ドライアイ
ドライアイは目の表面が乾燥する病態です。症状としては、ごろごろする、乾いた感じ、かすんでみえる、夜中や朝起きた時に眼が開けづらいなどがあります。
目の表面は、常に涙に覆われており、目の乾燥を防いだり、細菌などが目の内部に侵入しないよう守ってくれています。
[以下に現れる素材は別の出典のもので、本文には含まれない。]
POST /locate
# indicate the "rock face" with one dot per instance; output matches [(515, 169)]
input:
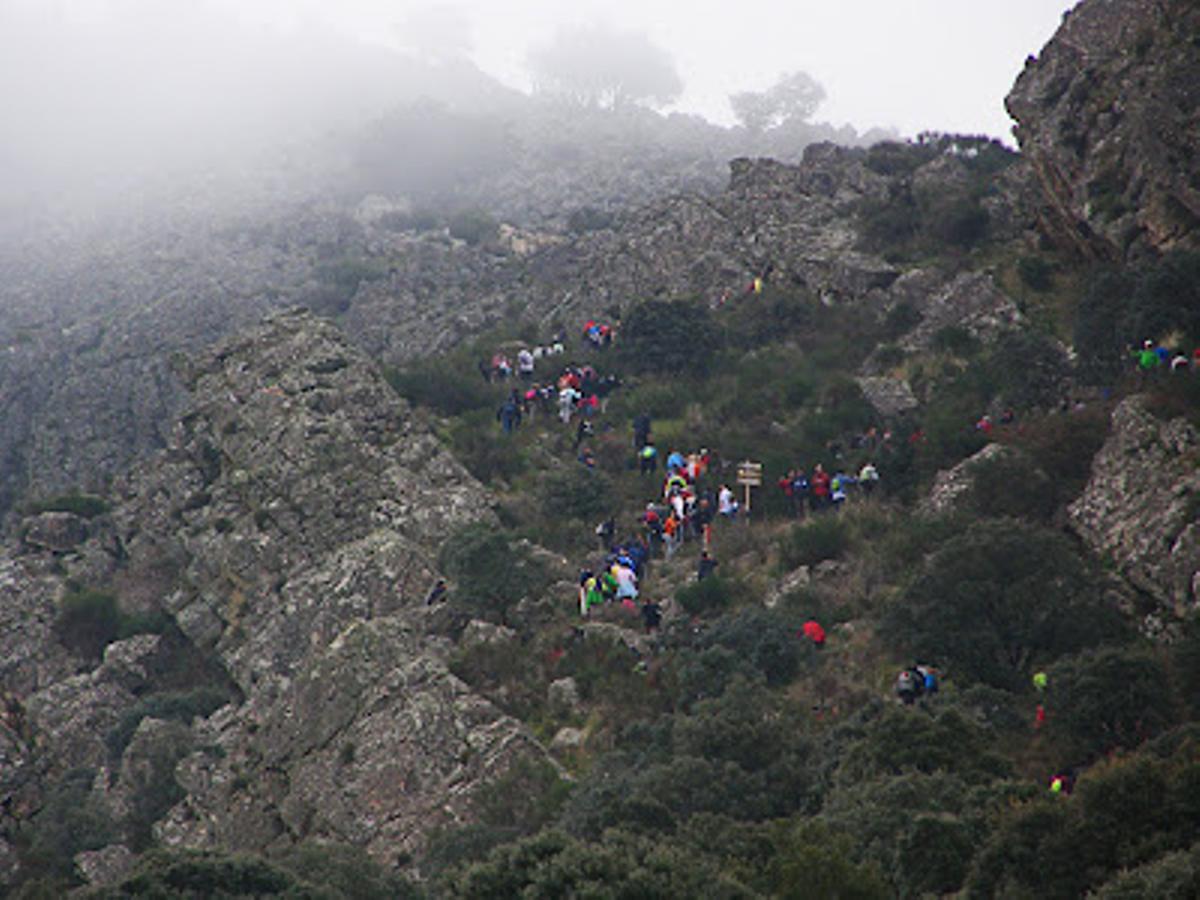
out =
[(1141, 508), (300, 508), (1109, 121), (291, 529)]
涙の分泌量が減ってしまったり、涙に含まれる保湿成分が減って蒸発しやすい涙になることでドライアイを発症します。

黄色い帯状の細かい点は眼のドライアイにより角膜についた傷です
治療法
①点眼液による治療
ドライアイの場合、多くは、適切な点眼薬の処方を受けることで、症状のコントロールが可能です。
眼に水分を補給する点眼液、涙の質を高める点眼液、炎症を抑える点眼液などを状況に応じて使用します。

②涙道閉鎖による治療
点眼薬でも、ドライアイの症状がコントロールできない場合には、涙道閉鎖が適応となります。
これは、涙の流れていく涙道を閉鎖する方法です。
新百合ヶ丘眼科では、健康保険の適応される2つの治療法を行っています。
1. 涙点プラグ
涙点の部分にシリコーン製プラグを挿入することにより、眼内貯留涙液量の増加を目的とするものです。
症状に応じて、上または下の涙点、もしくは上下両方の涙点閉鎖を行います。

2.キープティア
涙点から涙が鼻の方へ流れていく涙小管に、液状のアテロコラーゲンという特殊なコラーゲンを注入する方法です。
アテロコラーゲンは、低温では液状ですが、体温付近では繊維化がおこりゲル形成を行い涙小管を閉鎖します。この方法は、涙点プラグのように肉芽形成や涙小管炎などの合併症の心配がなく、また、プラグでおこるような角膜や結膜への接触による異物感などの不快感もない優れた涙道閉鎖法です。